Microsoft requests ChakraCore support in main Node.js repository
Only on Windows for now, but cross-platform is promised
Unlike Edge, ChakraCore runs on Windows 7 SP1 or above. It is currently Windows-only, though a cross-platform implementation is on the roadmap, with the initial goal being support for 64-bit Ubuntu for the interpreter and runtime only (no just-in-time compiler). Microsoft also plans to add full support for ECMAScript 2015, also known as ECMAScript 6.
Microsoft added support for Node.js with Chakra in May 2015, but this requires some Node.js customisation. If its pull request is accepted, developers will be able to use Node.js and ChakraCore on Windows without any adaptation.
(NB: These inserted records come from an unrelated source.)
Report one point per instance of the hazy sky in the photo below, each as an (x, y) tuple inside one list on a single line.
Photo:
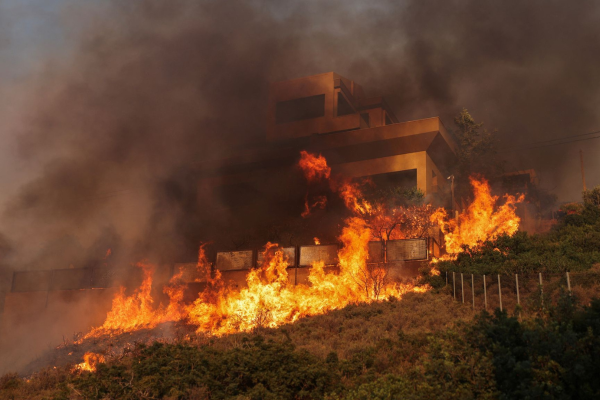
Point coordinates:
[(35, 31)]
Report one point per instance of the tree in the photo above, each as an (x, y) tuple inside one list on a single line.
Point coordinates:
[(477, 153), (592, 196)]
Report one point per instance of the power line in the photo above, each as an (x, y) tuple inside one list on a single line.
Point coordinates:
[(555, 141)]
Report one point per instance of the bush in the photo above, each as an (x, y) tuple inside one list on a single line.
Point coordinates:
[(572, 245)]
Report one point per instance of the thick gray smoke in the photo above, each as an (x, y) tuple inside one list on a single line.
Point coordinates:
[(114, 131), (152, 90)]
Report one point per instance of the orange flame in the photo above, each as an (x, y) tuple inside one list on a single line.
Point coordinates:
[(90, 362), (481, 221), (314, 167)]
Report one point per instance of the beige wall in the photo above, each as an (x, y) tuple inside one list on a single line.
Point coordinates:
[(384, 165), (420, 161)]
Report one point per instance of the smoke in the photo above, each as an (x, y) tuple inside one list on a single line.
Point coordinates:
[(112, 133)]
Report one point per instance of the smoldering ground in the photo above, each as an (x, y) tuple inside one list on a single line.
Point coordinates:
[(115, 129)]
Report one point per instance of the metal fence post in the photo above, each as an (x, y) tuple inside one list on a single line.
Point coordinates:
[(462, 288), (473, 289), (454, 285), (484, 293), (499, 292), (541, 290)]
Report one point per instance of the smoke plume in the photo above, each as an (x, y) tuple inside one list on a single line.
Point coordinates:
[(113, 131)]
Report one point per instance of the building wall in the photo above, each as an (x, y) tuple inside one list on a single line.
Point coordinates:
[(306, 87), (419, 161)]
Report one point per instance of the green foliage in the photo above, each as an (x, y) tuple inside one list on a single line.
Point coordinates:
[(572, 245), (257, 370), (592, 196), (554, 356)]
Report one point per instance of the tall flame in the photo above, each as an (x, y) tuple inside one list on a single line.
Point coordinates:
[(314, 167), (481, 221)]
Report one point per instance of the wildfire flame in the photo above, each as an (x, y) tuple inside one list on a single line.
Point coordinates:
[(90, 362), (481, 221), (314, 167)]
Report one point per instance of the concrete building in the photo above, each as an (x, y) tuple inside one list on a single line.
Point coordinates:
[(359, 135)]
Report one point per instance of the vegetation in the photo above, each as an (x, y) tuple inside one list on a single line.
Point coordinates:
[(477, 153), (573, 244), (555, 355)]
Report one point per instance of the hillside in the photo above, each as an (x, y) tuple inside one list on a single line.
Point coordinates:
[(424, 346)]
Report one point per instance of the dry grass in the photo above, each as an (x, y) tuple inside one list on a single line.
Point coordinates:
[(362, 326)]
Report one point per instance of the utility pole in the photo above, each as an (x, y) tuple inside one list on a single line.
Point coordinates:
[(582, 170), (454, 213)]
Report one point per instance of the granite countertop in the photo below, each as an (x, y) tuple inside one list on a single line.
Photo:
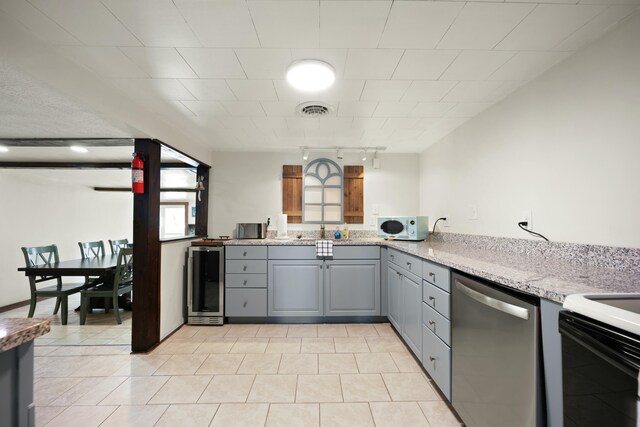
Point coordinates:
[(552, 276), (15, 332)]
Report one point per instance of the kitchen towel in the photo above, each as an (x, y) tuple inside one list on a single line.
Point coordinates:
[(324, 247)]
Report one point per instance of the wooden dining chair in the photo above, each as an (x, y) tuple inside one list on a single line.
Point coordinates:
[(39, 255), (122, 283)]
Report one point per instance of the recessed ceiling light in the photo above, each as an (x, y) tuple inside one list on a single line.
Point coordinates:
[(311, 75)]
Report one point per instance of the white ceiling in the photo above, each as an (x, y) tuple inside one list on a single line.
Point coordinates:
[(408, 72)]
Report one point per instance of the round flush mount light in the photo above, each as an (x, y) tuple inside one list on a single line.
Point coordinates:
[(311, 75)]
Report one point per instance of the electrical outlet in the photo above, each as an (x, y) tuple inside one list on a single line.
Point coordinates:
[(526, 216)]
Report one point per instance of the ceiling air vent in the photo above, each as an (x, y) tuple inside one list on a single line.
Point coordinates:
[(313, 109)]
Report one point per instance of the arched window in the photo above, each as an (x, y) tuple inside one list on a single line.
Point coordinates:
[(322, 194)]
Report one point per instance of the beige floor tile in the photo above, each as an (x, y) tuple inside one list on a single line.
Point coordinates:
[(250, 345), (375, 363), (137, 415), (409, 387), (82, 416), (393, 414), (318, 388), (363, 330), (298, 364), (299, 331), (332, 331), (364, 388), (273, 388), (283, 345), (345, 415), (241, 415), (181, 389), (272, 331), (337, 364), (438, 414), (351, 345), (227, 388), (385, 344), (318, 345), (260, 364), (135, 391), (181, 364), (220, 364), (294, 415), (197, 415)]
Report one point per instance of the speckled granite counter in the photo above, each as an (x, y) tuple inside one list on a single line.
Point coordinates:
[(552, 271), (15, 332)]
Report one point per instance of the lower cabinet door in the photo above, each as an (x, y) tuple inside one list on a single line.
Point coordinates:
[(412, 314), (295, 288), (352, 288)]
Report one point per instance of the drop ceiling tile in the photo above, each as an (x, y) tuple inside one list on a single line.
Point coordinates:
[(384, 90), (206, 108), (418, 24), (476, 64), (264, 63), (286, 23), (394, 109), (159, 62), (253, 90), (89, 21), (526, 65), (427, 90), (356, 108), (371, 63), (209, 89), (108, 61), (424, 64), (212, 63), (220, 23), (351, 23), (548, 25), (432, 109), (472, 91), (153, 22), (38, 23), (483, 25)]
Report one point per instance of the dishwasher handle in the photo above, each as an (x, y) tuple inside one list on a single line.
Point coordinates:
[(510, 309)]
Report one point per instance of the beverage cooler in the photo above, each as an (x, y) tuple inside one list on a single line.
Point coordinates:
[(205, 285)]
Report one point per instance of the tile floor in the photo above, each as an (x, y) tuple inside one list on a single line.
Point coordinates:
[(241, 375)]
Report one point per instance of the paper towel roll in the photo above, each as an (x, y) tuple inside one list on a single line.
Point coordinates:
[(282, 225)]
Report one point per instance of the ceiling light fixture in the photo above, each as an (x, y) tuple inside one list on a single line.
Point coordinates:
[(311, 75)]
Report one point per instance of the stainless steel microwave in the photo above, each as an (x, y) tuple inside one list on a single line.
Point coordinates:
[(403, 227)]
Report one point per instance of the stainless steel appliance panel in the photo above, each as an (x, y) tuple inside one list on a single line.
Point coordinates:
[(495, 361)]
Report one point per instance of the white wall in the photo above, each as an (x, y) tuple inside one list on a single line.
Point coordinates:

It will also put pressure on Node.js module developers to ensure that their modules are compatible with both engines. Currently, Microsoft says that "a small subset of modules are natively bound to V8 APIs and can run into compatibility issues."
Developers who write modules using an API called Native Abstractions for Node.js, which is designed to avoid compatibility issues with different versions of V8, should have no problem running on ChakraCore.
The pull request adds a layer of code which implements "the most essential V8 APIs" and translates them to run on ChakraCore.
Microsoft says that ChakraCore can improve Node.js performance. According to its own benchmarks, Node.js with ChakraCore is slightly faster than with V8, when running on Windows 10.
Why is Microsoft keen to inject its technology into Node.js? The answer is to do with the company's focus on lightweight versions of Windows, suitable either for IoT deployments using Windows 10 IoT Core, or for server applications, perhaps running on the forthcoming Nano Server edition, and/or in a container.
The pull request will be controversial. Although running on ChakraCore remains optional, it means that Node.js would take a dependency that in theory could impede development, for example if some feature were added to V8 that ChakraCore could not emulate, and therefore could not be used by Node.js.
If Microsoft's pull request is accepted, it will initially be in an experimental branch of Node.js. Progress to the stable branch would likely follow at a later date.